Country files comprise the bulk of the Social Defence Section’s papers. They are arranged in alphabetical order and contain research compiled for the Division of Social Welfare’s study on a variety of topics, including juvenile delinquency, probation, prevention of crime, treatment of offenders, and general criminal statistics.
Social Services Section:
The Division of Social Welfare’s Social Services Section was responsible for administering and evaluating the advisory social welfare functions transferred from the United Nations Relief and Rehabilitation Administration (UNRRA) to the United Nations. Through Resolution 58 of the General Assembly, provisions were made to send social welfare experts to work with the governments of United Nations Member States, as well as to coordinate continuing education fellowships for welfare specialists, to accelerate rehabilitation of the disabled, and to improve training programmes and materials used by emerging social work professionals.
The files contain information about national and international youth organizations, specialized agencies of the United Nations working with youth services, and government legislation concerning youth guidance. A study by the Division of Social Welfare on economic measures of family assistance makes up the bulk of the collection and consists of two sets of alphabetically arranged country files.
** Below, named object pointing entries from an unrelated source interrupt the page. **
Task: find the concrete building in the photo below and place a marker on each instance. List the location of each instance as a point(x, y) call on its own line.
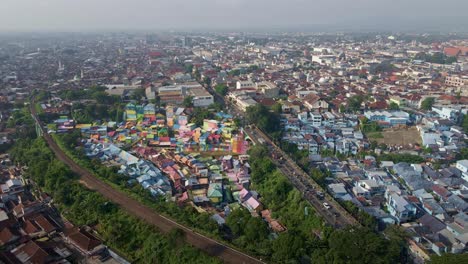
point(244, 84)
point(201, 97)
point(269, 89)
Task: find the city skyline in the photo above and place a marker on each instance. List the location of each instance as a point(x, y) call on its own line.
point(336, 15)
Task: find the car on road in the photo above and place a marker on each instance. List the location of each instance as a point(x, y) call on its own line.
point(320, 195)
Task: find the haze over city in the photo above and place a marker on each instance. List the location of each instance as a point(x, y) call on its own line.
point(316, 15)
point(234, 131)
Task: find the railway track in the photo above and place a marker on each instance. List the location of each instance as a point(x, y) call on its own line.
point(210, 246)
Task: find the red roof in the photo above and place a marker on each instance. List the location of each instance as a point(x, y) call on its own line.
point(452, 51)
point(155, 54)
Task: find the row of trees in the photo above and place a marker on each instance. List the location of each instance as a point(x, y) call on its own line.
point(436, 57)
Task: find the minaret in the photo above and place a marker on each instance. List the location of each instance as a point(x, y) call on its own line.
point(61, 67)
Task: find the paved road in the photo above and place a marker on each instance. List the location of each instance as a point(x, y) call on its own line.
point(336, 216)
point(210, 246)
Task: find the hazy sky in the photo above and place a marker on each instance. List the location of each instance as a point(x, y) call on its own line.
point(79, 15)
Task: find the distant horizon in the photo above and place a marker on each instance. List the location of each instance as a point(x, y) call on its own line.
point(234, 15)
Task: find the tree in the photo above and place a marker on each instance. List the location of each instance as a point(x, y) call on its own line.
point(318, 176)
point(465, 123)
point(264, 119)
point(449, 258)
point(342, 109)
point(277, 108)
point(355, 102)
point(188, 101)
point(394, 106)
point(427, 103)
point(207, 81)
point(222, 89)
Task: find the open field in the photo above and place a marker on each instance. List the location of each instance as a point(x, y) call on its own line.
point(397, 136)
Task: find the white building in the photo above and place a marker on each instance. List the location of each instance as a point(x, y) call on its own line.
point(201, 97)
point(269, 89)
point(244, 84)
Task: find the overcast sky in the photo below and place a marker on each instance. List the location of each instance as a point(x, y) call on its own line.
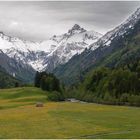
point(38, 21)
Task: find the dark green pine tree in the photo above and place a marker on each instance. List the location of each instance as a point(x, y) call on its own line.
point(37, 79)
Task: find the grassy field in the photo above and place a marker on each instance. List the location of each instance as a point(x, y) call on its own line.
point(19, 118)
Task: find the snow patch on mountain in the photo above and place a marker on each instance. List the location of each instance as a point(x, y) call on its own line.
point(38, 54)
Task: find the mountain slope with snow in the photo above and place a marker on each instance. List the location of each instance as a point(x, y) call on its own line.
point(49, 53)
point(109, 50)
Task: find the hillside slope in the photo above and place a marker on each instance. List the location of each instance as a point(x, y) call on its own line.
point(111, 50)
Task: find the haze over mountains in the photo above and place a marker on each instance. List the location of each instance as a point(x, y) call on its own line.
point(48, 54)
point(22, 58)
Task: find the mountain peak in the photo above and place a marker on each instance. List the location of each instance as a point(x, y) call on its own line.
point(76, 29)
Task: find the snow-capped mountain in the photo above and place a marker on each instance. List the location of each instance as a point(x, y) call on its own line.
point(107, 51)
point(49, 53)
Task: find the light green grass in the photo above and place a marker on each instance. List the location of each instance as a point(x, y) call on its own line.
point(19, 118)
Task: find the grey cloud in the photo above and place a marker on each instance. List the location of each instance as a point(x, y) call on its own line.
point(40, 20)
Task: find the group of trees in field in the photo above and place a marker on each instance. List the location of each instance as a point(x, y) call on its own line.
point(48, 82)
point(111, 86)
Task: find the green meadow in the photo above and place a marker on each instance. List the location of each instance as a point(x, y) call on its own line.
point(20, 118)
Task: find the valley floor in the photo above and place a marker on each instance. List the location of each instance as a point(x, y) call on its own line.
point(19, 118)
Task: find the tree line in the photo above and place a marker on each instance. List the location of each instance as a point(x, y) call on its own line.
point(49, 82)
point(119, 86)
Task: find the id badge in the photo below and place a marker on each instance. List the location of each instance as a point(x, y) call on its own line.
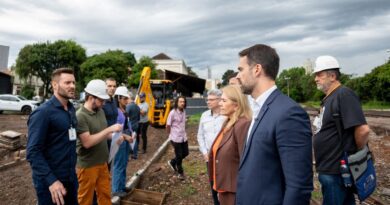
point(72, 134)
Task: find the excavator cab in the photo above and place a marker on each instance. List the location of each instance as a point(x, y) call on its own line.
point(159, 96)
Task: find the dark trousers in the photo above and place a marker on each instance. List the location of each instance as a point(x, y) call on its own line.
point(213, 192)
point(181, 151)
point(44, 196)
point(143, 128)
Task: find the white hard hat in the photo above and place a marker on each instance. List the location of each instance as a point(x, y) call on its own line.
point(97, 88)
point(326, 63)
point(122, 90)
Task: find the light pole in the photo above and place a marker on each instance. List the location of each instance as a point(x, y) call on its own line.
point(288, 86)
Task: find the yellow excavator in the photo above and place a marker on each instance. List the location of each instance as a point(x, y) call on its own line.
point(159, 96)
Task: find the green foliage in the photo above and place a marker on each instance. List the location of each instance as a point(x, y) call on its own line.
point(40, 59)
point(226, 76)
point(111, 64)
point(374, 86)
point(194, 119)
point(27, 91)
point(136, 71)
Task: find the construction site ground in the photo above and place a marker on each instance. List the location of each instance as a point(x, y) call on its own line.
point(16, 183)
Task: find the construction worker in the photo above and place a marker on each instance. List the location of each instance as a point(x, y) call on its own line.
point(92, 150)
point(143, 122)
point(51, 145)
point(329, 146)
point(121, 158)
point(133, 111)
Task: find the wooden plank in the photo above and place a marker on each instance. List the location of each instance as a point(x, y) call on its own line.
point(139, 196)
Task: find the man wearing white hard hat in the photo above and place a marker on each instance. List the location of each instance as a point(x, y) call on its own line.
point(121, 158)
point(340, 104)
point(92, 151)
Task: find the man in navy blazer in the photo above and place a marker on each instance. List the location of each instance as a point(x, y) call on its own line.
point(276, 166)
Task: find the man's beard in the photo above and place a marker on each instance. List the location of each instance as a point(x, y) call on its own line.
point(323, 87)
point(64, 94)
point(247, 90)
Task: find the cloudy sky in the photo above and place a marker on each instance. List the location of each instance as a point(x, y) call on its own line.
point(208, 33)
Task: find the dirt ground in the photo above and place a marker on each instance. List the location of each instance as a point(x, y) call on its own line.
point(16, 184)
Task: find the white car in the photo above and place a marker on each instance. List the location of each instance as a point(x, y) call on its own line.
point(17, 103)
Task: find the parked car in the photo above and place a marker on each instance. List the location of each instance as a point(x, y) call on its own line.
point(17, 103)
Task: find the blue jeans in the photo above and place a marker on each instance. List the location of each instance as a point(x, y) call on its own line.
point(135, 150)
point(118, 183)
point(333, 190)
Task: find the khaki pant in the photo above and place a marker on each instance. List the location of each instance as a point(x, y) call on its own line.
point(94, 178)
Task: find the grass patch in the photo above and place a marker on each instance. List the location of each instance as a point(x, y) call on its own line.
point(194, 119)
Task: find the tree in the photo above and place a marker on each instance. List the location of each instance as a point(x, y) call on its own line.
point(226, 76)
point(136, 71)
point(40, 59)
point(110, 64)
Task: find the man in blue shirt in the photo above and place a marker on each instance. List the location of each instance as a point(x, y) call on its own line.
point(51, 145)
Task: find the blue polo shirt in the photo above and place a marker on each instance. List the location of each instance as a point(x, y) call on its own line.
point(50, 152)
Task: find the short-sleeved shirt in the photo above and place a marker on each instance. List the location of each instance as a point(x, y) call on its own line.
point(144, 107)
point(133, 112)
point(209, 126)
point(177, 121)
point(327, 145)
point(92, 122)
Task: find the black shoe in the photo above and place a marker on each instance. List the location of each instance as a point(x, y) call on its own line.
point(170, 165)
point(181, 177)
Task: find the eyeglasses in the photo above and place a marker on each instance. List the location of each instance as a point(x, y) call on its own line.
point(100, 100)
point(212, 99)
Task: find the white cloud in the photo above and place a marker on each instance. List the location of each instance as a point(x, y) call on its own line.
point(207, 33)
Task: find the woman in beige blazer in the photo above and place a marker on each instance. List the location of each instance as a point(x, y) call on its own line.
point(227, 148)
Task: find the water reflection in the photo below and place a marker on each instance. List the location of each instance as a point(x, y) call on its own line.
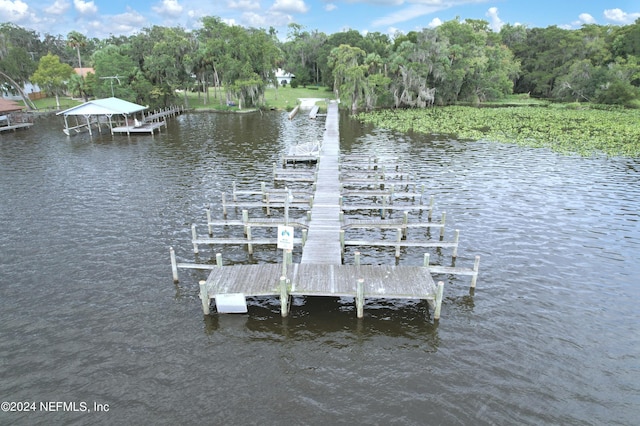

The first set of files contains correspondence between the Division of Social Welfare and government representatives outlining the purpose and scope of the study, acknowledgements of delivered information, and requests for additional materials. The second set of country files holds information provided by the Member States participating in the study, as well as notes taken by Division staff on legislative information. Much of the published reference material submitted by Member States to the Division of Social Welfare in preparation for this study is contained in ten boxes at the end of the collection (S-0921-0081 – S-0921-0090). Other files from the Social Services Section contain information about studies on child war victims and adoption services.
Housing and Town and Country Planning Section:
There is one box of files belonging to the Housing and Town and Country Planning Section. The bulk of these files pertain to an International Meeting of Experts on Tropical Housing held in December 1947 in Caracas, Venezuela. Additionally, there are files for the Advisory Committee on Planning and Coordination of the Social Commission and the Interdepartmental Technical Ad-Hoc Committee on Housing and Town and Country Planning.
Series consists of the records of the Office of the Assistant Secretary-General, including those of ASG David Owen (1946-1950), and his assistants. Also included are the records of the Regional Commissions Section (see S-0932 for the remaining records of this Section). Arranged in the order cited above.
Related records: Series S-0932 is part of the same series.
Series is comprised of the filing system numbered files of the Assistant Secretary-General relating to Culture-Education-Science matters, to the Economic and Social Council, to matters of development in health, to human rights and the Human Rights Commission, to narcotics (and the work of the Division of Narcotic Drugs), to non-governmental organizations, to the work of the Population Division, to refugee issues, to the work of the Temporary Social Commission (including the protection of youth), and includes studies on related matters. The predominant dates are 1946-1947 (with records dated in the 1930s related to health work within the League of Nations). Arranged in classification system order.
Related records: This series is followed by S-0917.